Imbibitional chilling may occur in corn and soybean seeds if the soil temperature is below 50°F when the seed imbibes (rapidly takes up water from the soil, usually within 24 hours after planting). Imbibitional chilling can cause reductions in stand and seedling vigor. If seeds were planted into soil with at least 50°F of temperature and adequate moisture (at least 40-50% plant available water) for at least 1 day, the drop in temperature is not likely to lead to imbibitional chilling issues. Cold injury to seedings during emergence may still be a possibility, but until we know how cold the soil gets its unclear how severe that issue may be (if evident at all).    

Past work in soybeans suggest the temperature in the first 8-12 hours post-planting is critical to prevent imbibitional chilling. When seeds were planted in temperatures between 75-80°F and kept there for 8-12 hours, reducing temperatures to 40-45°F afterward did not result in severe crop injury. For corn, 24 hours imbibing at warm temperatures prior to cold (40°F) did not result in imbibitional chilling injury. Despite warmer air temperatures over the last few days, soil temperatures may have been still cold (less than 50°F) at recommended planting depths. Given these conditions, there may be some risk for crop injury.

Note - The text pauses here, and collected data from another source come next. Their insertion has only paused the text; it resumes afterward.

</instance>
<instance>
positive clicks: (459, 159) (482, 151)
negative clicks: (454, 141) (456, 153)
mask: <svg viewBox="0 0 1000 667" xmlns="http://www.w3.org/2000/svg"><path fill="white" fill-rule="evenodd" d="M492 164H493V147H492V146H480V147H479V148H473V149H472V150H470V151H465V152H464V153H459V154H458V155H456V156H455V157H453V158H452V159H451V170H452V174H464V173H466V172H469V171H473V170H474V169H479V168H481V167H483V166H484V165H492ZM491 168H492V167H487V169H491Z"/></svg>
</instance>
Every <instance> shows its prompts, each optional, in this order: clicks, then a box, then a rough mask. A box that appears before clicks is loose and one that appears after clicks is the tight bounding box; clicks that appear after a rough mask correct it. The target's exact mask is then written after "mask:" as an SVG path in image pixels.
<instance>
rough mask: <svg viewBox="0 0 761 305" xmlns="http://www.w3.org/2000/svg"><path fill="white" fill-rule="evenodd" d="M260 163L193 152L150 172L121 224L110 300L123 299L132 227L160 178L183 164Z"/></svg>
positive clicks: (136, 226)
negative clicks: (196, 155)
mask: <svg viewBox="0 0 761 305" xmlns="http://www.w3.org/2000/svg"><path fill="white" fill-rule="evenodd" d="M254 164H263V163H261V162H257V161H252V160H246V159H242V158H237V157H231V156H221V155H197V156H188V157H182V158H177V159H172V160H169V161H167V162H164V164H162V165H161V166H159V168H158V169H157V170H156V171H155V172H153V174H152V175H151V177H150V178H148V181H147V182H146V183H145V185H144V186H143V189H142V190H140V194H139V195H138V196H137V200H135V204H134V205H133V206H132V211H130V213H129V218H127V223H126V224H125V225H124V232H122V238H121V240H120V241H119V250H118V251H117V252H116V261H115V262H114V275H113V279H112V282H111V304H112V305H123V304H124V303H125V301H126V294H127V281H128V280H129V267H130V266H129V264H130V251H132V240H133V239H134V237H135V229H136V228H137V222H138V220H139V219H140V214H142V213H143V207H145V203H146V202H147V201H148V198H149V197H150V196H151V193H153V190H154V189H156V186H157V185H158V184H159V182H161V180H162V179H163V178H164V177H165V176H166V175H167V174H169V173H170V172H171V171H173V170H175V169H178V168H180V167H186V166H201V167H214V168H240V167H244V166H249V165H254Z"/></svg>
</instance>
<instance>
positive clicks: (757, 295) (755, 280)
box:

It is best to assess damage to seeds 48-96 hours after the drop in temperatures, as symptoms may take a few days to appear. Additionally, cold temperatures slow growing-degree-day (GDD) accumulation and may further delay crop emergence and establishment. Recent work in the literature suggests that 50% emergence can be expected following accumulation of 130-170 soil GDDs (using soil temperature to calculate GDD rather than air temperatures) from the time of planting, which may take 5-7 days to accumulate under normal weather conditions. Depending on the damage assessed during the field assessments, replanting options may need to be considered.